Architect and interior designer David Parker, an old friend of Ruger’s, alerted him to the fact that the Herter Brothers cabinet was at auction in San Francisco. Parker purchased the heavily carved cabinet with pier mirror on Ruger’s behalf. It arrived in nine crates. In good condition structurally, considerable work was required to restore its original finish and carvings. When Ruger discovered R. Mark Adams, a conservation and restoration expert who specializes in Herter Brothers furniture, was from the same telephone exchange as his own, Ruger was convinced his acquisition and the room he built to hold it was “meant to be.” After a meticulous five-year restoration, the rosewood, maple, and walnut cabinet with mirror anchors the east end of the gallery. Six additional Herter Brothers pieces, along with a French cabinet, are displayed along the perimeter of the room.
Referring to another Herter piece, Ruger notes, “I purchased the Herter Brothers cabinet with the rouge griotte marble top from Margot Johnson. This cabinet is very much like a cabinet from the 1872 Herter Brothers Thurlow Lodge commission, but is larger and more elaborate.” The remaining Herter Brothers furniture in the gallery was purchased at auction at Bonhams in New York City, and incredibly includes pieces from the 1872 Thurlow Lodge commission—a folio cabinet, a pair of large carved chairs, and a small lamp stand. A Herter Brothers pedestal in the form of carved birds was also acquired from Bonhams, but is not believed to be from Thurlow Lodge, though it is of the same grand American Renaissance-revival style.

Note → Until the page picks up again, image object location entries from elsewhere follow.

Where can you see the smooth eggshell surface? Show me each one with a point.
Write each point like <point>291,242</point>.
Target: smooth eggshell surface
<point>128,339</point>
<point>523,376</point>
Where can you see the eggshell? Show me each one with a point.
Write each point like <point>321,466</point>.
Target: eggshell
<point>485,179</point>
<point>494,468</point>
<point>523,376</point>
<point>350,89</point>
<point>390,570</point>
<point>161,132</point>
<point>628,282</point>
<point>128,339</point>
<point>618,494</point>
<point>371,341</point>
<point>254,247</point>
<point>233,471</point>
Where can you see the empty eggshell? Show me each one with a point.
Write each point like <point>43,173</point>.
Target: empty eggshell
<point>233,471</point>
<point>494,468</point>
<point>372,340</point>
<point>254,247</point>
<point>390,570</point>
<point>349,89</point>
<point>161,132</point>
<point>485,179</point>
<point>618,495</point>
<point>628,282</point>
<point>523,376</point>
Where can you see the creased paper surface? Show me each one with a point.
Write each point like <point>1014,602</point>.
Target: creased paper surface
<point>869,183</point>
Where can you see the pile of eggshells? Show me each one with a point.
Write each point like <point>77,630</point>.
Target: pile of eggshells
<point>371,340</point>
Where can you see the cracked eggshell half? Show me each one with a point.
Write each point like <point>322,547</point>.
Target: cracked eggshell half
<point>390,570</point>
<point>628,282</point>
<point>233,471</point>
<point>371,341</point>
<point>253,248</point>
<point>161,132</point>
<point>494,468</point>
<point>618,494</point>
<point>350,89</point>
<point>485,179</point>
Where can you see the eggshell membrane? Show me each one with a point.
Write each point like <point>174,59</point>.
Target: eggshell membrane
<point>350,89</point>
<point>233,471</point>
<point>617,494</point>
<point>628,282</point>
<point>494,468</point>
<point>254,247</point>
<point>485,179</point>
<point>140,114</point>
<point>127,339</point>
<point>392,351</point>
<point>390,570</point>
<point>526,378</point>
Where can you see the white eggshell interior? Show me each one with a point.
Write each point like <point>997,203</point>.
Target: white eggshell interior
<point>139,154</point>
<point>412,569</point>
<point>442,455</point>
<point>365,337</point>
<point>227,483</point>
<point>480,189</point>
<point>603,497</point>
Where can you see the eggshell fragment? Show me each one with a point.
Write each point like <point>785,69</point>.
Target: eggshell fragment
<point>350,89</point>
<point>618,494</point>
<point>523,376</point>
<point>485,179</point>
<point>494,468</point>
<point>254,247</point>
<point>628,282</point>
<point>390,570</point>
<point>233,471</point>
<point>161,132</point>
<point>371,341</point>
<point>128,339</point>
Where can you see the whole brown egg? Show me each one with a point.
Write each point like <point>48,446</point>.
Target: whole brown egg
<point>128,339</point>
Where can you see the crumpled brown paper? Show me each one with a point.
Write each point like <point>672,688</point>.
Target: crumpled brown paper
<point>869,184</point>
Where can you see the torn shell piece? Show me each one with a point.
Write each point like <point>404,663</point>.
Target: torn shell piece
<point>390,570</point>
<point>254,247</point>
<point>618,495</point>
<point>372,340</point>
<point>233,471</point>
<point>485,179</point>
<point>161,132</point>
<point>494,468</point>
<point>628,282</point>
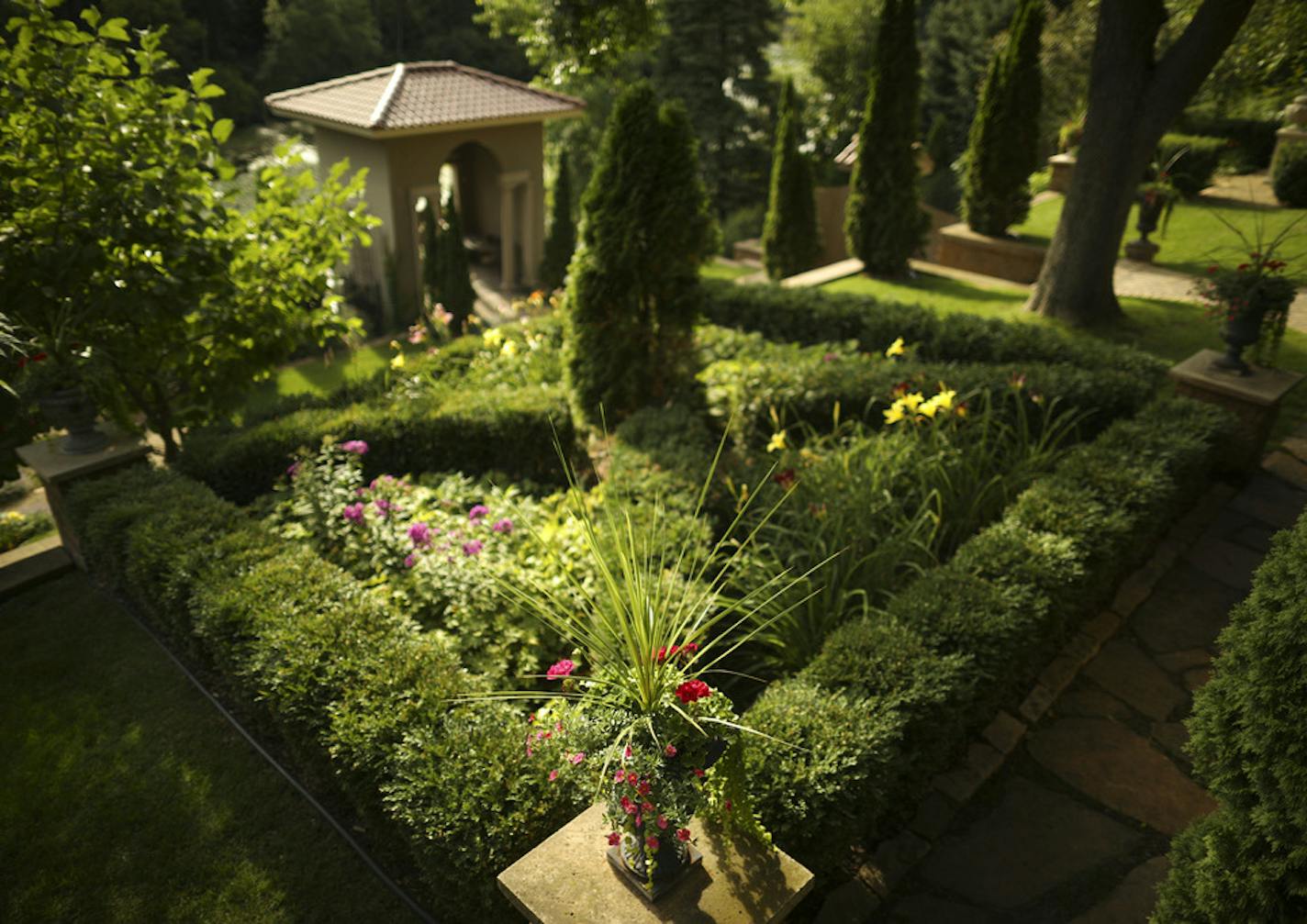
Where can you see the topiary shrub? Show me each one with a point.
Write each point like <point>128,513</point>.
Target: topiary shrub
<point>1289,175</point>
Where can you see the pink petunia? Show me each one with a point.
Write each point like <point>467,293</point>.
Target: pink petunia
<point>560,669</point>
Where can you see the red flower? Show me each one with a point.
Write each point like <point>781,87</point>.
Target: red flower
<point>693,690</point>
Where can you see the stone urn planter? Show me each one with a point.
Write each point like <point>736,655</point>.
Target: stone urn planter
<point>73,410</point>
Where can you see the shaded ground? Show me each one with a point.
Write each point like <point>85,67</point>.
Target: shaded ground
<point>1076,825</point>
<point>126,797</point>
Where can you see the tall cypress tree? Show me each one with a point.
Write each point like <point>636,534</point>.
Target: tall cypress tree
<point>884,224</point>
<point>451,273</point>
<point>791,240</point>
<point>632,286</point>
<point>1002,147</point>
<point>563,231</point>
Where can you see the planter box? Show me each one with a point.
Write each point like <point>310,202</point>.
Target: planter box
<point>962,249</point>
<point>1063,168</point>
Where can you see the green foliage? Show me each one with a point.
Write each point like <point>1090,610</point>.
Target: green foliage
<point>1196,160</point>
<point>447,272</point>
<point>1002,145</point>
<point>1289,175</point>
<point>791,239</point>
<point>884,224</point>
<point>561,240</point>
<point>117,240</point>
<point>471,429</point>
<point>812,317</point>
<point>634,286</point>
<point>1250,860</point>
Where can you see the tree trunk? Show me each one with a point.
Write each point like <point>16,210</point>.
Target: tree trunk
<point>1132,99</point>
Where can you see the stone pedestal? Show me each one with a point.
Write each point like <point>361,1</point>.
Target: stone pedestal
<point>58,471</point>
<point>1252,399</point>
<point>566,878</point>
<point>1063,168</point>
<point>962,249</point>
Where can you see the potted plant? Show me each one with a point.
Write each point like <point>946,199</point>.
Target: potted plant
<point>649,630</point>
<point>1251,301</point>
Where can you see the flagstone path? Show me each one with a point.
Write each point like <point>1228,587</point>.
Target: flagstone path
<point>1076,825</point>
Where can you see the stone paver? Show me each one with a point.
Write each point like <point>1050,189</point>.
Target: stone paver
<point>1132,901</point>
<point>1189,609</point>
<point>1032,841</point>
<point>1127,674</point>
<point>931,910</point>
<point>1116,767</point>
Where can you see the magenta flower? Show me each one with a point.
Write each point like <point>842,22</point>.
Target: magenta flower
<point>560,669</point>
<point>421,535</point>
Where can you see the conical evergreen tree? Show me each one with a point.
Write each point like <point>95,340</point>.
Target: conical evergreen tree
<point>563,231</point>
<point>1002,147</point>
<point>632,286</point>
<point>884,224</point>
<point>791,239</point>
<point>450,274</point>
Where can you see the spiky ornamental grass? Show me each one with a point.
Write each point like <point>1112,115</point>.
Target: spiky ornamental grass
<point>1002,147</point>
<point>884,222</point>
<point>791,239</point>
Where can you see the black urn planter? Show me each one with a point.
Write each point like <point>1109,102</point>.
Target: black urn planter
<point>1239,332</point>
<point>70,409</point>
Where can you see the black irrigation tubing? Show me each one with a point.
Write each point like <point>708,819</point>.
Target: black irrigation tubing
<point>327,816</point>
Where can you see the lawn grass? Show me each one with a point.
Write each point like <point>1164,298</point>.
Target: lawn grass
<point>126,797</point>
<point>1196,237</point>
<point>1173,331</point>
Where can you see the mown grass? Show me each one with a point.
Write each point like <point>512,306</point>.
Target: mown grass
<point>126,797</point>
<point>1196,236</point>
<point>1173,331</point>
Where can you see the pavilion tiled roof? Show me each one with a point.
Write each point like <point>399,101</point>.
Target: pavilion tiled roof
<point>421,95</point>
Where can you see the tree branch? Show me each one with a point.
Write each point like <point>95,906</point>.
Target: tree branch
<point>1190,58</point>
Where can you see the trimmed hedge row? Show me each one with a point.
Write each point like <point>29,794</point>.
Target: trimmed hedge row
<point>357,692</point>
<point>812,315</point>
<point>1248,738</point>
<point>888,701</point>
<point>475,430</point>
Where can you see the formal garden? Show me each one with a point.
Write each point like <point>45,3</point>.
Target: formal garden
<point>760,569</point>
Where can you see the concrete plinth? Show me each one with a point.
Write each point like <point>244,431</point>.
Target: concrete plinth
<point>1252,399</point>
<point>962,249</point>
<point>58,471</point>
<point>1062,169</point>
<point>566,878</point>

On the gallery wall directly opposite the large Herter Brothers cabinet with mirror is a fireplace with over-mirror designed by Atherton. The carvings and decorative motifs used in the fireplace surround echo those found in the tall cabinet, while the hearth is of the same rouge griotte marble as used on the cabinet noted previously, a smaller cabinet, and a nightstand. Both the mirror in the fireplace and the grand cabinet with mirror are perfectly aligned so that the room and pair of ten-foot crystal chandeliers reflect each other into infinity.
Not all of the furnishings in Ruger’s collection were bought at auction. Some were inherited from his mother, including an 1870 Alfred Thompson Bricher painting, a pair of nineteenth-century reproduction Louis XVI gilded chairs she obtained at an MGM Studios auction, and two Turkish chairs and sofa from the 1870s, which Ruger upholstered in three complementary patterns.
From his father, Ruger inherited a Tiffany floor lamp with a bronze patina finish and the 1903 Alexander Proctor statuette of The Warrior on Horseback. “My late father was most interested in the history and artistic achievements of this period in America and they also represent my own interest in American art and history of the time.”
Also acquired from his father was Ruger’s early affinity for classic cars and all things mechanical. His passion for cars began with the restoration of a 1933 Buick engine at age twelve. At age fourteen, young Ruger bought a 1924 American-LaFrance fire engine and restored the engine himself. He has since driven it many happy miles. “I had it completely restored cosmetically about ten years ago. It remains quite gorgeous and very much like an old friend,” he says.
At one time Ruger had more than forty-five vintage vehicles. In order to purchase his first house, he sold a couple of Rolls Royces and Bentleys. In the 1980s, he resumed collecting, thoughtfully curating the collection so that he now has twenty classic cars, fire engines, and motorcycles, including a 1925 Rolls Royce Silver Ghost, three American-LaFrance fire engines, a 1924 and 1939 Packard, a Pierce Arrow, a rare four door Oldsmobile convertible, and a 1923 Stanley Steamer, the oldest of his cars. The premier vehicle in his automobile collection is a turquoise blue 1937 Rolls Royce Phantom III Thrupp & Maberly Drophead Coupe built for the last Maharaja of Darbanga, India. It has a unique disappearing top and Sports Torpedo Cabriolet coachwork. In 2012, it was winner in its class at the Pebble Beach Concours de Elegance in California.
Unlike some collectors who admire their prized possessions passively, Ruger uses his. Last summer, for instance, he toured the vicinity of Stowe, Vermont, in his Stanley Steamer, covering 100–125 miles a day. The course followed secondary and dirt roads similar to the type of road traversed when these cars were first built. “It makes you think it could be 1920 as you drive along past barns and silos, stonewalls, and farm houses. It’s very much like being transported away from modern influences,” says Ruger.
The quest for great cars, furniture, or artwork all involves research, restoration, and appreciation. When asked which pieces are his favorites, Ruger instantly responds, “All of them.”